When all the things is about up, you may start your training by clicking “Start Training”. AutoTrain will now validate your dataset, and ask you to substantiate the training.
You may monitor your training by opening the “logs” of the Space.
After your training is complete, your fine-tuned model might be uploaded to a brand new private repository inside your chosen namespace on the Hugging Face Hub.
Train on DGX Cloud is obtainable today for all Enterprise Hub Organizations! Give the service a try, and tell us your feedback!
Pricing for Train on DGX Cloud
Usage of Train on DGX Cloud is billed by the minute of the GPU instances used during your training jobs. Current prices for training jobs are $8.25 per GPU hour for H100 instances, and $2.75 per GPU hour for L40S instances. Usage fees accrue to your Enterprise Hub Organizations’ current monthly billing cycle, once a job is accomplished. You may check your current and past usage at any time inside the billing settings of your Enterprise Hub Organization.
For instance, fine-tuning Mistral 7B on 1500 samples on a single NVIDIA L40S takes ~10 minutes and costs ~$0.45.
We’re just getting began
We’re excited to collaborate with NVIDIA to democratize accelerated machine learning across open science, open source, and cloud services.
Our collaboration on open science through BigCode enabled the training of StarCoder 2 15B, a totally open, state-of-the-art code LLM trained on greater than 600 languages.
Our collaboration on open source is fueling the brand new optimum-nvidia library, accelerating the inference of LLMs on the newest NVIDIA GPUs and already achieving 1,200 tokens per second with Llama 2.
Our collaboration on cloud services created Train on DGX Cloud today. We’re also working with NVIDIA to optimize inference and make accelerated computing more accessible to the Hugging Face community, leveraging our collaboration on NVIDIA TensorRT-LLM and optimum-nvidia. As well as, among the hottest open models on Hugging Face might be on NVIDIA NIM microservices, which was announced today at GTC.
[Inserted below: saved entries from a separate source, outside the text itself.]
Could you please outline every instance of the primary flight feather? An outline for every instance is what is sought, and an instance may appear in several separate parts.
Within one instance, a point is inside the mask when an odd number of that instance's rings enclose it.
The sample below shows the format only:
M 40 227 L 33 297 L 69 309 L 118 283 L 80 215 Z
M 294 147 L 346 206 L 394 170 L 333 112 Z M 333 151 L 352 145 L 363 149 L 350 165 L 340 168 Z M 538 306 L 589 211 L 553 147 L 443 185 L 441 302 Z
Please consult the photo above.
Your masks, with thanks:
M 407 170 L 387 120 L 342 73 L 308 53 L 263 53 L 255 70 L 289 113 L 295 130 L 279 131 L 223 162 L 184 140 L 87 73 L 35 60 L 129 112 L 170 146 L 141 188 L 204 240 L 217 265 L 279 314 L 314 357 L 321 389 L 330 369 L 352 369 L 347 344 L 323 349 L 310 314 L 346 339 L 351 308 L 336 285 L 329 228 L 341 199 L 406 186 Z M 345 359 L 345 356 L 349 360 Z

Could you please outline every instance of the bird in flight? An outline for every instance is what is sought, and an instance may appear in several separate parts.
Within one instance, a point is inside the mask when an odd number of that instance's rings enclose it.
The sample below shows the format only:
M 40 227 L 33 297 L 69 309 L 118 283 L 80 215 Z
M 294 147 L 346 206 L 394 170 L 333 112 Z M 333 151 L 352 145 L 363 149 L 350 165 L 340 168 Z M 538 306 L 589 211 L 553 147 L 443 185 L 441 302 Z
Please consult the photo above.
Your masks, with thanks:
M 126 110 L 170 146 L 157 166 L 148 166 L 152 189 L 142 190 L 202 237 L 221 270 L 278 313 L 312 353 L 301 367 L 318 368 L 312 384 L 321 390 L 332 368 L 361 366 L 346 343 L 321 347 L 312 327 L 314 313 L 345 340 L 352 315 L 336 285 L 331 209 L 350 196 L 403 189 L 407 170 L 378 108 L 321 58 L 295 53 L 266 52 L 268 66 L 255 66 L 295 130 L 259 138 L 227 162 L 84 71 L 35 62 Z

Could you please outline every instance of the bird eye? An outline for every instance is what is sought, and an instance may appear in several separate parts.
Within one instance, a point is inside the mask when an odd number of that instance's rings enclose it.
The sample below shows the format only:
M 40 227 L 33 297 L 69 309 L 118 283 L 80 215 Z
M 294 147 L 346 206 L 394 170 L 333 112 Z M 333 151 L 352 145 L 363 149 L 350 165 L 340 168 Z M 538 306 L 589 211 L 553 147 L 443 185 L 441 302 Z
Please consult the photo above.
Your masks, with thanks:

For those attending GTC this week, ensure that to look at session S63149 on Wednesday 3/20, at 3pm PT where Jeff will guide you thru Train on DGX Cloud and more. Also don’t miss the following Hugging Solid where we are going to give a live demo of Train on DGX Cloud and you may ask questions on to Abhishek and Rafael on Thursday, 3/21, at 9am PT / 12pm ET / 17h CET – Watch record here.